This post was sponsored by Idaho Potato Council, all thoughts and opinions remain my own.
Ok, confession time. As a kid, I could not be bothered with a burger from any of the fast-food places my family may stop. Shocking, for the gal who owns burgermonth.com now. But I couldn’t resist the idea of those little chicken nugget boxes. And one of those individual portions of honey.
Whoever taught me to dip nuggets (and fries) in honey. Thank you. That was genius.
Now, as an adult, I do love a burger and haven’t had a take out chicken nugget (cept for those I would steal from Baby J at the comic shop) in years.
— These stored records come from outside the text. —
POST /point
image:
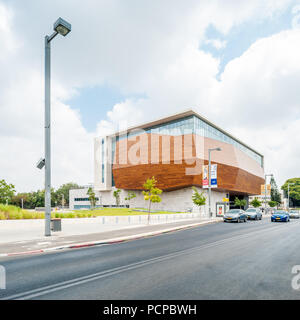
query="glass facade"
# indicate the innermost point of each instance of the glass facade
(188, 125)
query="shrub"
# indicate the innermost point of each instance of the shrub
(70, 215)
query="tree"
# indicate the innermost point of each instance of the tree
(255, 203)
(116, 194)
(198, 198)
(7, 191)
(152, 193)
(130, 196)
(294, 190)
(272, 204)
(239, 202)
(92, 197)
(63, 192)
(275, 194)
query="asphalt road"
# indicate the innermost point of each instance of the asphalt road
(252, 260)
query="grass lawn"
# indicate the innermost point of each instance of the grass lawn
(14, 213)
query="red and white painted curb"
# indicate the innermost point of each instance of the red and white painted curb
(109, 241)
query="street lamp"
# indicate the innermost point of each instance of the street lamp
(288, 204)
(61, 27)
(266, 175)
(209, 179)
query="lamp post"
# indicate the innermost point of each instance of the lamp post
(288, 204)
(209, 179)
(61, 27)
(266, 175)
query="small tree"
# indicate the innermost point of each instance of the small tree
(117, 196)
(272, 204)
(239, 202)
(130, 196)
(92, 197)
(198, 198)
(152, 193)
(7, 191)
(255, 203)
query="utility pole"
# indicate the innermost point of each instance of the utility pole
(63, 28)
(288, 204)
(266, 175)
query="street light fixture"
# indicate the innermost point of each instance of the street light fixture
(209, 179)
(266, 175)
(60, 27)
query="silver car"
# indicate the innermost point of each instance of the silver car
(294, 214)
(254, 214)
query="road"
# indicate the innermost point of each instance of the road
(250, 260)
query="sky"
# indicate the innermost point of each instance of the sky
(237, 63)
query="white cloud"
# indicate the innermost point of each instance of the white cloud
(141, 47)
(217, 43)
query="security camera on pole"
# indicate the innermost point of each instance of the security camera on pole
(61, 27)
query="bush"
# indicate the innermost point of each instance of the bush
(70, 215)
(27, 215)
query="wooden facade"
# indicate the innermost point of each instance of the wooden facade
(176, 162)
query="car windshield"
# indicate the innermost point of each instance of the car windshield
(234, 211)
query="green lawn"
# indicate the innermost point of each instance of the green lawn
(13, 213)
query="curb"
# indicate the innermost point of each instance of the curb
(109, 241)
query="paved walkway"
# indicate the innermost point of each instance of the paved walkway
(123, 233)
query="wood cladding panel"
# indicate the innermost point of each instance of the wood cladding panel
(176, 163)
(173, 176)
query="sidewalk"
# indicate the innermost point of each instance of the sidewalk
(60, 242)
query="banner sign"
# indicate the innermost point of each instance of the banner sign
(205, 176)
(213, 172)
(262, 189)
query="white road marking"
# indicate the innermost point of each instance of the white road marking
(106, 273)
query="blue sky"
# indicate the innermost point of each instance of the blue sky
(134, 63)
(94, 102)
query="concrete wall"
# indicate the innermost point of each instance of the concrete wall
(178, 200)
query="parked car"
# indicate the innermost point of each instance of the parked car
(294, 214)
(280, 215)
(236, 215)
(254, 214)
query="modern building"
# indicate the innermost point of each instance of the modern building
(174, 150)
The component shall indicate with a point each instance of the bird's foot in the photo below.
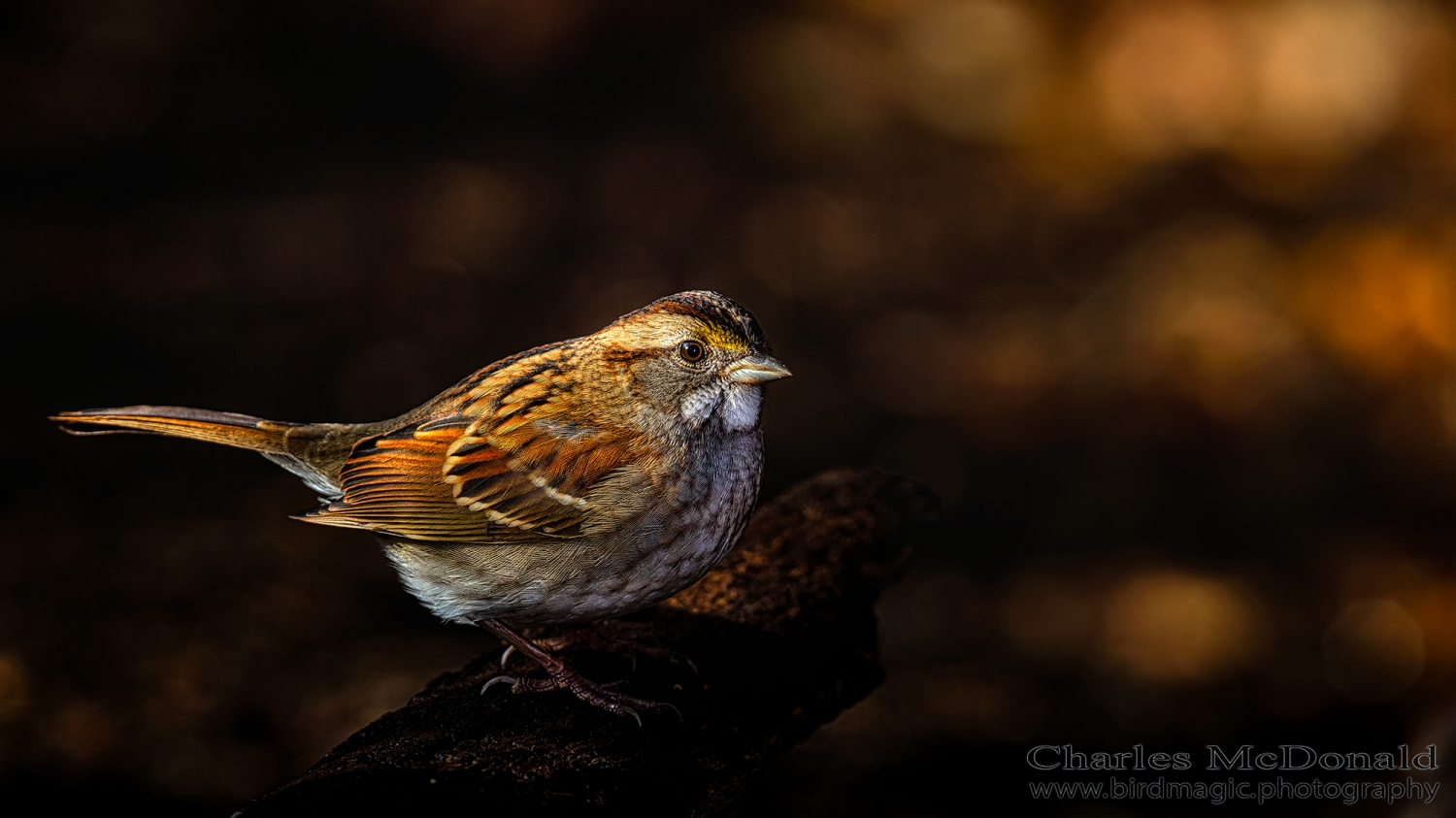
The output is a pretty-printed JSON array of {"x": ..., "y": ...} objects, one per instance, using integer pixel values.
[
  {"x": 600, "y": 695},
  {"x": 559, "y": 675}
]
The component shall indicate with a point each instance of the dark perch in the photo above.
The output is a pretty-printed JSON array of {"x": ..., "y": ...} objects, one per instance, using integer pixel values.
[{"x": 782, "y": 635}]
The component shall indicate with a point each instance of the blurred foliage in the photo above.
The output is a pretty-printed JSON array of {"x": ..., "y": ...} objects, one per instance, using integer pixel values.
[{"x": 1159, "y": 296}]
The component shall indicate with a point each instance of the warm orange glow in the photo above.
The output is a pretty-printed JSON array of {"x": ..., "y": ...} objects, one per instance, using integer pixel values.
[
  {"x": 1382, "y": 299},
  {"x": 1373, "y": 651},
  {"x": 1171, "y": 626}
]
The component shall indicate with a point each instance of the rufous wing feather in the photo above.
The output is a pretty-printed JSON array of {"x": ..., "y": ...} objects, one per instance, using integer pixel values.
[{"x": 514, "y": 463}]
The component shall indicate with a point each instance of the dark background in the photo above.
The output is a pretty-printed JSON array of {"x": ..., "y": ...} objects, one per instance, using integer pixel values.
[{"x": 1159, "y": 297}]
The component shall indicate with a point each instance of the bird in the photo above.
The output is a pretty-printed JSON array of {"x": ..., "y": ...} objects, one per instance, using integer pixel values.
[{"x": 573, "y": 482}]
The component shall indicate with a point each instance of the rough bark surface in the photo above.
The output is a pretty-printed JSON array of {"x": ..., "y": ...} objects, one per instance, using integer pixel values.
[{"x": 782, "y": 637}]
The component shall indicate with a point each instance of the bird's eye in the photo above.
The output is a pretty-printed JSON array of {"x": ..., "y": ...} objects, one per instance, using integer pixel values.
[{"x": 692, "y": 351}]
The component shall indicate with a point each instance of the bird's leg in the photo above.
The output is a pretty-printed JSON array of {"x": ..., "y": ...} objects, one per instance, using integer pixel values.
[{"x": 565, "y": 677}]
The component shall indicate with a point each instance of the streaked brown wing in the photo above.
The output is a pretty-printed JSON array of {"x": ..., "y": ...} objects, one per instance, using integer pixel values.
[
  {"x": 513, "y": 463},
  {"x": 392, "y": 485}
]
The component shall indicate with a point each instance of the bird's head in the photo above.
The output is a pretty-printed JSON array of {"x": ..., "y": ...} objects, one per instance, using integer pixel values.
[{"x": 693, "y": 355}]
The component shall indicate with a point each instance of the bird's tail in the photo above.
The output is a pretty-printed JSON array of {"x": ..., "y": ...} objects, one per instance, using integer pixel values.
[
  {"x": 227, "y": 428},
  {"x": 314, "y": 451}
]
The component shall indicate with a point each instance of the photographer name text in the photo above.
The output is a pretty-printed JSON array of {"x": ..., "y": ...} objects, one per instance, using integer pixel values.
[{"x": 1286, "y": 759}]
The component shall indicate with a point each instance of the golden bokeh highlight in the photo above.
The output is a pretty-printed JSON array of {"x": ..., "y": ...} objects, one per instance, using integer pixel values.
[
  {"x": 1382, "y": 299},
  {"x": 1170, "y": 78},
  {"x": 1374, "y": 651},
  {"x": 1170, "y": 626}
]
But occasionally I love making them at home.
How to make homemade chicken nuggets:
Homemade chicken nuggets are quick and easy. I take the leftover chicken breast I didn’t use up (cuz the huge packages never work out for my kitchen math), chop the chicken into bite-size pieces, flour, and roll in potato flakes – YEP potato flakes – and 20 minutes later I have juicy tender delicious chicken nuggets. Without a fryer.
Baking the chicken cooks the bite-sized pieces evenly and I don’t have to worry about cleaning up an oily mess. Plus it’s simply healthier. Nope, these aren’t McDonald’s Chicken Nuggets – they are so much better.
Can you freeze homemade chicken nuggets for later?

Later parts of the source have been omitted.